2016-07-27
MOSCOW, June 2 (AP)--Relations between the Vatican and the Russian Orthodox Church are too strained to justify inviting the pope to visit Russia, Orthodox officials said Friday.

Russian President Vladimir Putin is scheduled to meet with Pope John Paul II Monday during his two-day visit to Italy. There has been speculation in Italy that Putin might invite the pope to visit Russia.

Such an invitation would lay the groundwork for the first meeting between the pope and a Russian patriarch.

But Orthodox officials have objected to such a meeting. The Orthodox Patriarch, Alexy II, has long said that disputes between the two churches must be resolved before he or other church officials would agree to meet with John Paul.
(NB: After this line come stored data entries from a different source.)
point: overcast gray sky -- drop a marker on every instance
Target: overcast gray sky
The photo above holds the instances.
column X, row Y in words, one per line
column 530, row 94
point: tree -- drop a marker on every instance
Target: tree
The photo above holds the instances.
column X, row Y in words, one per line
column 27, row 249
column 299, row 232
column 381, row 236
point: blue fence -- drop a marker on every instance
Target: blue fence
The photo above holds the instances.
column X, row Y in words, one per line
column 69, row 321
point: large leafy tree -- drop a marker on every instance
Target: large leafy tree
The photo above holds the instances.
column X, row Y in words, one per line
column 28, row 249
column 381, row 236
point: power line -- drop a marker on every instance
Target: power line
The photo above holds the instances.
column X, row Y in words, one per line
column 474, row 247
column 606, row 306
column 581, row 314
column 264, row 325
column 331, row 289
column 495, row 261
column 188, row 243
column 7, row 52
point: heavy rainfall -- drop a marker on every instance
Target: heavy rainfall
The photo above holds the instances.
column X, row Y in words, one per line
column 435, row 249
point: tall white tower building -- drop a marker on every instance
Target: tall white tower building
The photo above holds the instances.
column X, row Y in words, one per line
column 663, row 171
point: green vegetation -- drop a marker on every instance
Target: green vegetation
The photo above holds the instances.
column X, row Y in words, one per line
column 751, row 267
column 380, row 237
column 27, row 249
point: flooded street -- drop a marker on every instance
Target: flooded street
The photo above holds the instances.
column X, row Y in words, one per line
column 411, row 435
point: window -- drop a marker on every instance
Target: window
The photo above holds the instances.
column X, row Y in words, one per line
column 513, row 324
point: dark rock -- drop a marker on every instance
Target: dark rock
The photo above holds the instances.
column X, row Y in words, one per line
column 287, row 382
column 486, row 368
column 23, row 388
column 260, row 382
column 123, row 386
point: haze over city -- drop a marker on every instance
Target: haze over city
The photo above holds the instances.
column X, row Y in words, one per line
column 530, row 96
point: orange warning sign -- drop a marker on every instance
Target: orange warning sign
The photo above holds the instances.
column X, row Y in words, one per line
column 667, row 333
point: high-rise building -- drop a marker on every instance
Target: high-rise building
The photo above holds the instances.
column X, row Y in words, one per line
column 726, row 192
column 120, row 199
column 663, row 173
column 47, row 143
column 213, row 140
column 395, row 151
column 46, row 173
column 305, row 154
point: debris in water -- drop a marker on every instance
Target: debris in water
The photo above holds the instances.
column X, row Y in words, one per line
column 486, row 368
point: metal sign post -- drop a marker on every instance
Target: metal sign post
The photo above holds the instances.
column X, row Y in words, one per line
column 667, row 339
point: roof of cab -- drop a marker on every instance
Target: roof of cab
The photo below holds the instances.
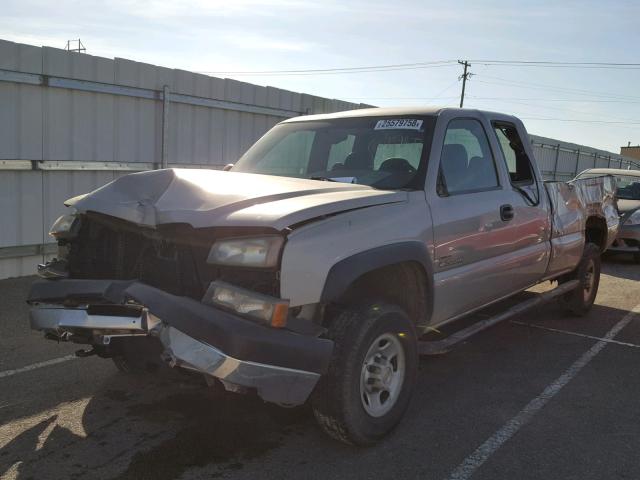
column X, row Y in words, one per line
column 611, row 171
column 390, row 111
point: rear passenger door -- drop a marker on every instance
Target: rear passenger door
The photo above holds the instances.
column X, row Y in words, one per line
column 473, row 220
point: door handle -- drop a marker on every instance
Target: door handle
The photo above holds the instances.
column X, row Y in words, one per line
column 506, row 212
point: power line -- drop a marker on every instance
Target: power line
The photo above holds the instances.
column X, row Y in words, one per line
column 334, row 71
column 556, row 64
column 566, row 90
column 428, row 64
column 539, row 99
column 637, row 122
column 464, row 77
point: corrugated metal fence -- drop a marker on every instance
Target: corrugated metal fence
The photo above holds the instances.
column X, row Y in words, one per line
column 563, row 161
column 71, row 122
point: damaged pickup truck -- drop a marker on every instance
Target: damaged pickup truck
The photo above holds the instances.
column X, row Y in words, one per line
column 312, row 268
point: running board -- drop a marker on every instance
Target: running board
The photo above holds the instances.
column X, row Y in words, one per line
column 439, row 347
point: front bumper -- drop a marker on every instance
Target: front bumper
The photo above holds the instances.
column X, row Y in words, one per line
column 628, row 240
column 281, row 365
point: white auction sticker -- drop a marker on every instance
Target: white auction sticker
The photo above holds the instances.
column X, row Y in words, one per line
column 404, row 123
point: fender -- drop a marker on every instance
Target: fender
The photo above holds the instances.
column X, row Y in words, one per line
column 348, row 270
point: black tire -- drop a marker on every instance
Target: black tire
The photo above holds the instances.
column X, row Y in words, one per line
column 338, row 401
column 138, row 355
column 579, row 301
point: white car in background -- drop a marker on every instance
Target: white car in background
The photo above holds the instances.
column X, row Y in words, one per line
column 628, row 195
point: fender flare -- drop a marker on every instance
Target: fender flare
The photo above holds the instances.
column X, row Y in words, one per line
column 342, row 275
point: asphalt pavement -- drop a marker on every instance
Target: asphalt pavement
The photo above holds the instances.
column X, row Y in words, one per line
column 545, row 396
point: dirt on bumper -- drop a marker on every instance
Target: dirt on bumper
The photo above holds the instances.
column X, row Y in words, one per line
column 282, row 366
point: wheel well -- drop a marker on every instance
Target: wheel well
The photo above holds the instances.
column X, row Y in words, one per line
column 403, row 284
column 596, row 232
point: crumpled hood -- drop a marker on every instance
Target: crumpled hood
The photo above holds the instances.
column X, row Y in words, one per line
column 210, row 198
column 627, row 206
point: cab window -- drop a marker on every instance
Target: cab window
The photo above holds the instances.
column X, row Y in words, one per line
column 515, row 156
column 466, row 163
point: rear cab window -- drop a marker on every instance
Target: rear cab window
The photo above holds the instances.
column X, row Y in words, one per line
column 466, row 163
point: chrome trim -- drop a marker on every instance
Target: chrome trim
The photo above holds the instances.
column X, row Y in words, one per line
column 284, row 386
column 58, row 319
column 275, row 384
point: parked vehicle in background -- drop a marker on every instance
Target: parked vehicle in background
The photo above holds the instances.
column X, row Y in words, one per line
column 628, row 196
column 313, row 266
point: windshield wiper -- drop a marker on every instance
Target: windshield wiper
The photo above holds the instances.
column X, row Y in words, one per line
column 323, row 179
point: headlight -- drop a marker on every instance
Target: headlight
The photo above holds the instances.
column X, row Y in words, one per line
column 247, row 252
column 634, row 218
column 64, row 227
column 269, row 310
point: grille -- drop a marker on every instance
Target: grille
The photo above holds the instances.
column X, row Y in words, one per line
column 173, row 260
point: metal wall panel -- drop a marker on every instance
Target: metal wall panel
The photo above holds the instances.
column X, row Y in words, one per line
column 72, row 122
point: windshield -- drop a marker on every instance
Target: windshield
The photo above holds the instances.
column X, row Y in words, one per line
column 628, row 185
column 383, row 152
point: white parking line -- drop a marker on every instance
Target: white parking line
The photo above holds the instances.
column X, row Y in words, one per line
column 468, row 467
column 576, row 334
column 34, row 366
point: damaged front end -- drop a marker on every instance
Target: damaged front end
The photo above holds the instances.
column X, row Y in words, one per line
column 114, row 280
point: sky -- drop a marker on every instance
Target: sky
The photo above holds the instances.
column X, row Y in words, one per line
column 597, row 107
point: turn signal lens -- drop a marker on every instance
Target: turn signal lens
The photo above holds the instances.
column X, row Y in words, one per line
column 268, row 310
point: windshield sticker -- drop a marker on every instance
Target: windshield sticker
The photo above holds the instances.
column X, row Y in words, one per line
column 405, row 123
column 344, row 179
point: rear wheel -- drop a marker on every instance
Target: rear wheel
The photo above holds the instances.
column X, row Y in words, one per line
column 371, row 376
column 579, row 301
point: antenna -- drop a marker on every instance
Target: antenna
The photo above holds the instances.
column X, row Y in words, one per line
column 75, row 46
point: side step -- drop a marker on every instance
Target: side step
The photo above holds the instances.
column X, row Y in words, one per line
column 439, row 347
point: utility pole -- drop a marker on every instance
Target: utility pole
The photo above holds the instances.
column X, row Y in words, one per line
column 466, row 75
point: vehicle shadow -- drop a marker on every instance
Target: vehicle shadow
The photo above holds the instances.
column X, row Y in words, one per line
column 161, row 428
column 621, row 266
column 155, row 429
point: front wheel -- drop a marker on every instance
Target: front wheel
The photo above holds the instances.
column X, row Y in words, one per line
column 579, row 301
column 371, row 376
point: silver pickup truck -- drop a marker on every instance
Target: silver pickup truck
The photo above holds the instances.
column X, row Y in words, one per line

``For us, a meeting between the pope and the patriarch should open up a new page in relations between us, so it's not just protocol but a sign of fundamentally different relations,'' Igor Vyzhanov, a church official responsible for relations with the Roman Catholic Church, told The Associated Press.

``And that means improvement before any meeting.''

Vyzhanov said the two key disputes involve the Catholics' use of property the Orthodox consider their own in Ukraine, and Catholic missions in Russia itself.

``There is uncontrolled (Catholic) missionary activity on Russian territory, and they're turning to traditionally Orthodox believers,'' Vyzhanov said.

He said that a meeting between the two religious leaders was theoretically possible outside either Russia or the Vatican, but that such a meeting would still have to be based on progress in inter-church relations. The pope and the patriarch were scheduled to meet in Vienna in 1997, but the meeting was called off over the unresolved disputes.

The Catholic weekly Famiglia Cristiana newspaper said last month Putin would officially invite the pope to visit Moscow during their meeting.

Ecumenical experts in Rome said that despite the Roman Catholic pontiff's wish to visit Moscow and improve relations with the Russian Orthodox church, it would be unlikely that he could so without the approval of Russian Orthodox leaders.

John Paul II was invited to Moscow by former Soviet president Mikhail Gorbachev and later by Russian president Boris Yeltsin.